This isn't a good thing though. There is no credit to be given here - it
causes an over-reliance on oil prices, and any time there is a market crash,
they slash budgets. Pretty horrible.

"With their current approach to political leadership, it's hard to imagine
where the economic growth is going to come from to enable them to devote a lot
more resources to their non-military space industry."

Yea, I actually think Putin did a good thing in cleaning up low level
corruption. But for some delusional reason I thought he would invest in
education, tech, and small business once he reduced some corruption at the low
level. That never happened. Pretty disappointing.

------
wallace_f
Korolev and von Braun are the most important pioneers of space flight.

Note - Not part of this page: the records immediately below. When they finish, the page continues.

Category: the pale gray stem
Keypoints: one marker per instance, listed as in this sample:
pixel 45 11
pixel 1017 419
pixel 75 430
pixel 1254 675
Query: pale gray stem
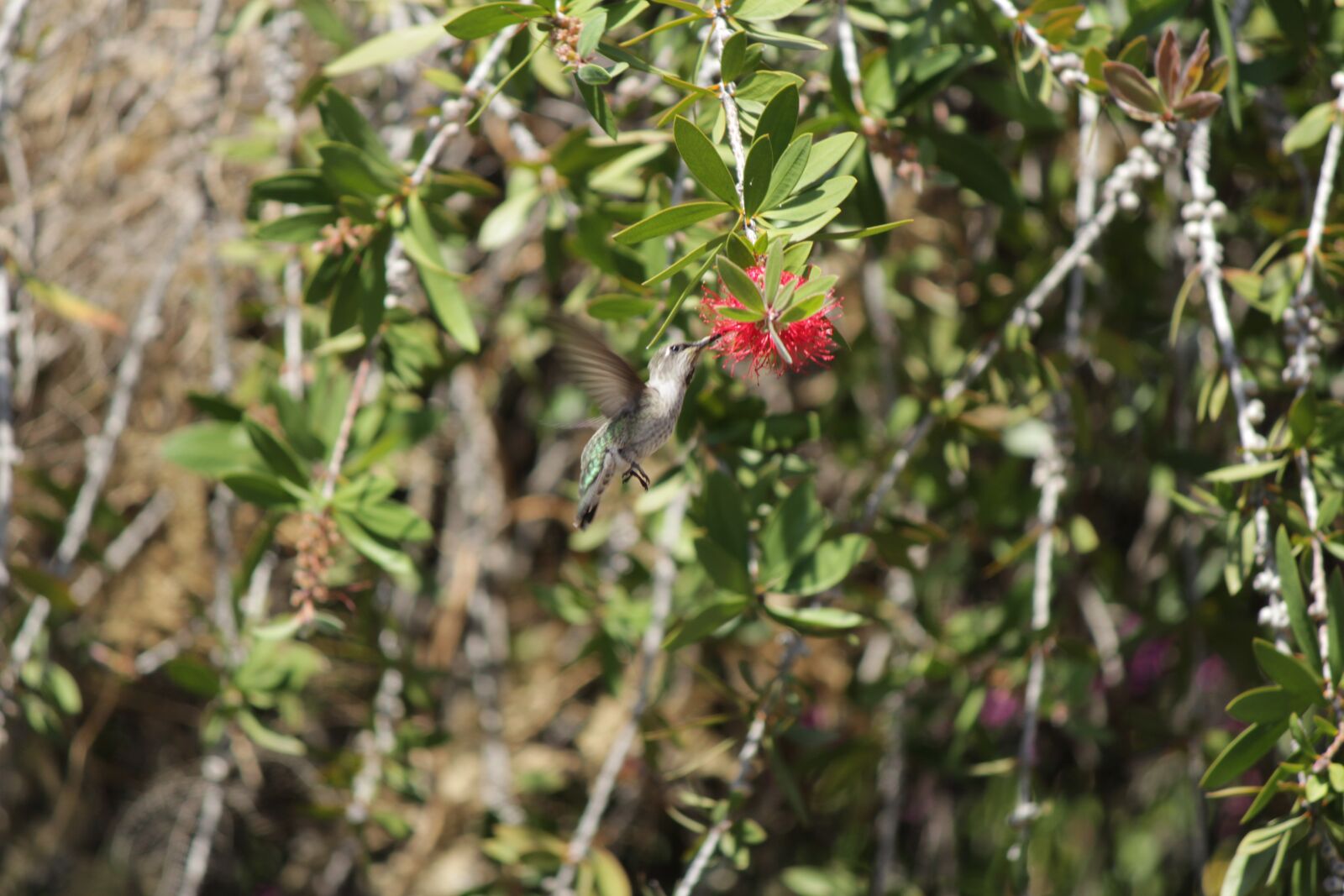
pixel 8 448
pixel 1102 627
pixel 11 20
pixel 292 374
pixel 124 548
pixel 1301 320
pixel 214 772
pixel 1086 207
pixel 104 446
pixel 718 35
pixel 746 755
pixel 890 777
pixel 1048 474
pixel 664 578
pixel 1200 217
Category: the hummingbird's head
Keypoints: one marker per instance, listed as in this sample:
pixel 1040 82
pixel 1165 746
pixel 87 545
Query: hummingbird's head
pixel 675 363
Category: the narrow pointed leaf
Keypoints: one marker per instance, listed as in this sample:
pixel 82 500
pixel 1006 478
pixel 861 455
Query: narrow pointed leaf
pixel 703 160
pixel 669 221
pixel 1290 584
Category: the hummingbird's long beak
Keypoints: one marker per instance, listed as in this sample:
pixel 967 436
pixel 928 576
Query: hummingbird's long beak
pixel 706 343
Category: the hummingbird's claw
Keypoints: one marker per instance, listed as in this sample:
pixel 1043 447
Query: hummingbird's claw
pixel 640 476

Korolev
was brutalized and nearly beaten to death (he could not even turn his head to
look to the side) in his stint in the gulags resulting from false accusations;
and meanwhile the American efforts, like the Vanguard program and others,
injected so much politics, beauracracy and corruption that we were actually
losing the space race until Kennedy put a literal nazi--who had been rotting
away with nothing to do in Texas--in charge of the Apollo program.

There's often an extreme ugliness to human history that we dont want to look
at, and An Economist word salad can read relatively like a nursery rhyme. The
reality is just that simply the main obstacle to what humanity can accomplish,
and the answer to the article's question, is just _people_ screwing things up.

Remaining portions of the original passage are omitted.